The launch of what government officials in Tehran billed as the third generation of the Fateh 110 surface-to-surface missile system, was shown on state television. The launch followed a string of other defense-related tests and disclosures announced by the government in Tehran in recent weeks.
Citing statements made by the Iranian Defense Minister Ahmad Vahidi, the Voice of America said Iran's new missile was the country's latest display of "technological prowess" and that it was an "improvement over its predecessors."
Vahidi explained that the new solid-fuel missile offered a more "precise navigation and control system, allowing it to hit its targets with greater precision."
Israeli officials billed the launch as part of Tehran's attempt to show off so-called new military platforms in an effort to flex the Islamic republic's muscles after taking step to activate the Bushehr nuclear reactor.
Israel worries about Iran because of Tehran's controversial nuclear program, missiles and repeated threats against the Jewish state. Officials in Israel have suggested that they could launch pre-emptive strikes against Iranian nuclear sites if it is shown that Tehran is developing nuclear weapons.
Iran has long spurned the allegation claiming its nuclear program is intended for peaceful purposes.
The Islamic Republic is shielded by a sophisticated ground-to-air missile system. In recent months, the government in Tehran accused the U.S. administration of trying to scupper an S-300 missile defense deal with Russia for fear that Iran may reverse engineer the system.
Fired from a mobile launch platform, the Fateh is said to have a longer range than its earlier version. Reports have described it as measuring 29.5 feet long and weighing about 7,700 pounds.

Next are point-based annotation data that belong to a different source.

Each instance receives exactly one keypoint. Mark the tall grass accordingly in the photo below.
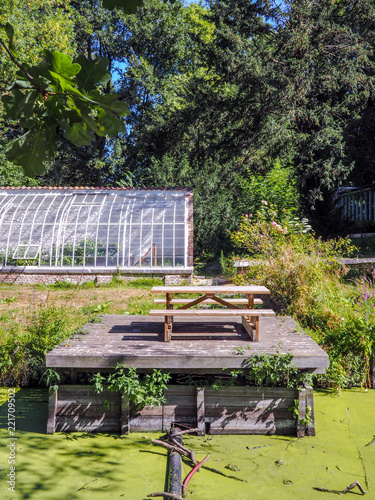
(23, 348)
(308, 282)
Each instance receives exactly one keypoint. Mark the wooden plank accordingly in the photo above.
(258, 393)
(213, 312)
(201, 417)
(87, 401)
(239, 413)
(52, 404)
(257, 407)
(213, 289)
(208, 301)
(287, 430)
(68, 424)
(310, 428)
(89, 411)
(249, 327)
(138, 341)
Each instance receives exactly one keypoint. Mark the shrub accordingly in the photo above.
(306, 280)
(23, 352)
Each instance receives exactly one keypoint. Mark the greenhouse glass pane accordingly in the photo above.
(63, 227)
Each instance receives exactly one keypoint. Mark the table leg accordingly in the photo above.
(250, 301)
(167, 328)
(168, 322)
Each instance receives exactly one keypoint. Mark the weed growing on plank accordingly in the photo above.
(142, 390)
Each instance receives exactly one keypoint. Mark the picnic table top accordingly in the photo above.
(212, 289)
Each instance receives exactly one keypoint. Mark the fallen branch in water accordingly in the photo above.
(83, 487)
(346, 490)
(192, 472)
(164, 494)
(170, 447)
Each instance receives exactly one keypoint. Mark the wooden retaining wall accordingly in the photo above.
(230, 410)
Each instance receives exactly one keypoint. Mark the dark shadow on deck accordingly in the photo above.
(31, 411)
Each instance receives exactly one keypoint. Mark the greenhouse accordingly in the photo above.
(96, 230)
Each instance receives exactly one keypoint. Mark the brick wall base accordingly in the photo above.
(77, 279)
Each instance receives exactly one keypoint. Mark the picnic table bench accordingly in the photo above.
(210, 295)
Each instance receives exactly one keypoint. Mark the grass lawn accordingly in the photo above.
(89, 466)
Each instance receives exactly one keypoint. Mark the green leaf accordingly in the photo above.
(93, 72)
(67, 84)
(128, 6)
(21, 84)
(62, 64)
(109, 125)
(19, 103)
(32, 149)
(9, 30)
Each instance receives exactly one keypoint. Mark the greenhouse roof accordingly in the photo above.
(96, 229)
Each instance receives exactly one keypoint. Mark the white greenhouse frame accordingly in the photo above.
(96, 230)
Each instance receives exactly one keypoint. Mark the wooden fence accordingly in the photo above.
(230, 410)
(358, 204)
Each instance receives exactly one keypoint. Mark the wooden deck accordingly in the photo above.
(197, 347)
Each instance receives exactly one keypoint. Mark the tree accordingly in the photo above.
(58, 93)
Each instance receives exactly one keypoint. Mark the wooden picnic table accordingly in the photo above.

Last week, Tehran also unveiled another surface-to-surface missile. It also touted production of two new missile equipped speedboats and presented a new drone capable of dropping bombs in a radius of about 620 miles.
The product, named Kara -- the diminutive of Imam Ali -- can carry either two 115-pound bombs or a single bomb of 250 pounds.
"This jet is a messenger of honor and human generosity and a savior of mankind, before being a messenger of death for enemies of mankind," Iranian President Mahmoud Ahmadinejad said in presentation of the drone.